Cinta di Tengah Kengerian Perang: Resensi Ala-Ala

cymera_20150627_122016

(i)

Aku sudah menyurat padamu dua puluh kali dari kota terkutuk ini, dan kau jawab dengan tujuh belas surat. Sekarang aku akan menyurat satu kali lagi saja, lalu sudah. Ya, lama kupikir-pikir bagaimana caranya menyusun satu kalimat yang afdol hingga bisa memuat segalanya tapi tetap tidak terlalu melukai hati juga.

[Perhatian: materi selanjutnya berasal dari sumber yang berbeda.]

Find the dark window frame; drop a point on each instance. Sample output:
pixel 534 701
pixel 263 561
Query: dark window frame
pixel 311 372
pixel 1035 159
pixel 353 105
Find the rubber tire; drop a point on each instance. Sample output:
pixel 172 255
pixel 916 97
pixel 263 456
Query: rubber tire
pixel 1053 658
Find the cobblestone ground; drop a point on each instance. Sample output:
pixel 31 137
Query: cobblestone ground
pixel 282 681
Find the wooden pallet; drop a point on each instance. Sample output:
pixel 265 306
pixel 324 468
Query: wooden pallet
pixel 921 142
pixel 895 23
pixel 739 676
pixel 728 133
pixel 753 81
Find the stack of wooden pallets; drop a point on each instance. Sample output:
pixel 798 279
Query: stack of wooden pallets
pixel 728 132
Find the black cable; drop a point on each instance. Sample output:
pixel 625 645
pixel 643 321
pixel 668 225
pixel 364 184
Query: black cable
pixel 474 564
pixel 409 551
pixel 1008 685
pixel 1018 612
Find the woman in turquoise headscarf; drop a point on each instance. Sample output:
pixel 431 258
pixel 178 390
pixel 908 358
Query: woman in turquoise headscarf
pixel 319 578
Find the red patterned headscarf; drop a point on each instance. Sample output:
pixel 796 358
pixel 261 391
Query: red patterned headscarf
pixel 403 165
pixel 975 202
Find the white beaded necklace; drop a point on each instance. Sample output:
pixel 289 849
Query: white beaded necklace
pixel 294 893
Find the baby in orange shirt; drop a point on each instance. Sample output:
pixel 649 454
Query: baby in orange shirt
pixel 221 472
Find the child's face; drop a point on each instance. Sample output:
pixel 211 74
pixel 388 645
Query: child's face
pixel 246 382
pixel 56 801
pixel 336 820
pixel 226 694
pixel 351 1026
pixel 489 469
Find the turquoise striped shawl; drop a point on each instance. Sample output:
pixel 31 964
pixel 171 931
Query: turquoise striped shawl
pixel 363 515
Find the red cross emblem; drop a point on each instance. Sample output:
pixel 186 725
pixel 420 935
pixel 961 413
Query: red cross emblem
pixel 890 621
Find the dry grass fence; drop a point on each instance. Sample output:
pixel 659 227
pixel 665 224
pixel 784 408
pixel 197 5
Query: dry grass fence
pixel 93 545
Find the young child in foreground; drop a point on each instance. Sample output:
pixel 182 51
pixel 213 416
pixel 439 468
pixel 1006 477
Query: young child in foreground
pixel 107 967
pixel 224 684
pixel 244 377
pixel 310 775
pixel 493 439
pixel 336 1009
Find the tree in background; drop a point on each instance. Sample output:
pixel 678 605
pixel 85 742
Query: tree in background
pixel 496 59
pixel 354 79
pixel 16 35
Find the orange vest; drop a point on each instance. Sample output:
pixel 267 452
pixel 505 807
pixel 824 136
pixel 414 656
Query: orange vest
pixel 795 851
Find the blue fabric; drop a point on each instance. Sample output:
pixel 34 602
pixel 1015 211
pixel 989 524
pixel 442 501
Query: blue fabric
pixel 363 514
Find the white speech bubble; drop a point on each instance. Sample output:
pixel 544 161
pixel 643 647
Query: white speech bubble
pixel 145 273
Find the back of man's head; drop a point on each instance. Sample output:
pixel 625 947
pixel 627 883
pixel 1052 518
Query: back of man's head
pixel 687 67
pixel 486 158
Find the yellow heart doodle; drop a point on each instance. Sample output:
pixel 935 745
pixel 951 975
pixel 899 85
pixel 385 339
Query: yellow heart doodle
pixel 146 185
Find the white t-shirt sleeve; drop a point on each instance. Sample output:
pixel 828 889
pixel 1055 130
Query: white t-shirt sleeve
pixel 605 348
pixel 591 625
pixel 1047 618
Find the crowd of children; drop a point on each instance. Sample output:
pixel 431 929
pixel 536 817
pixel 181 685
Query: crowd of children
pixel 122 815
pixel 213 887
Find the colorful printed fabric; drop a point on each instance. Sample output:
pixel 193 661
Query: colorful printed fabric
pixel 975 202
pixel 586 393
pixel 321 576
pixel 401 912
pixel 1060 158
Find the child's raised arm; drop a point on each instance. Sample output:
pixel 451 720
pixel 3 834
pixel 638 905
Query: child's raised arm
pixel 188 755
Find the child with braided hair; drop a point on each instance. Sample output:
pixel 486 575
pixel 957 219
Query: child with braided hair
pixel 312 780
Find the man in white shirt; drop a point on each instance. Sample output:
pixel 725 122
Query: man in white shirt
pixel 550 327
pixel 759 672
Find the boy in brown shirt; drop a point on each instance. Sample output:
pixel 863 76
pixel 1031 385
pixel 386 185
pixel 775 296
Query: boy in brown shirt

Aku ingin mengucapkan selamat berpisah kepadamu, karena sejak pagi ini segalanya sudah jelas. Aku tidak akan berkomentar tentang situasi militer di suratku ini. Sudah jelas dan pasti, semuanya di tangan Rusia. Satu-satunya pertanyaan adalah berapa lama lagi kami masih akan disini. Barangkali kami dapat bertahan beberapa hari lagi atau beberapa jam saja. Seluruh kebersamaan kita dalam menempuh kehidupan ini telah kita reguk. Kita saling hormat, saling cinta, dan saling tunggu selama dua tahun. Syukurlah bahwa telah banyak waktu yang terlewatkan. Tentu saja, waktu yang panjang itu memperbesar keinginan untuk berkumpul kembali, tetapi juga banyak membantu merenggangkan hubungan kita. Dan sang waktu pasti akan menyembuhkan luka-luka hati yang disebabkan oleh ketidakpulanganku.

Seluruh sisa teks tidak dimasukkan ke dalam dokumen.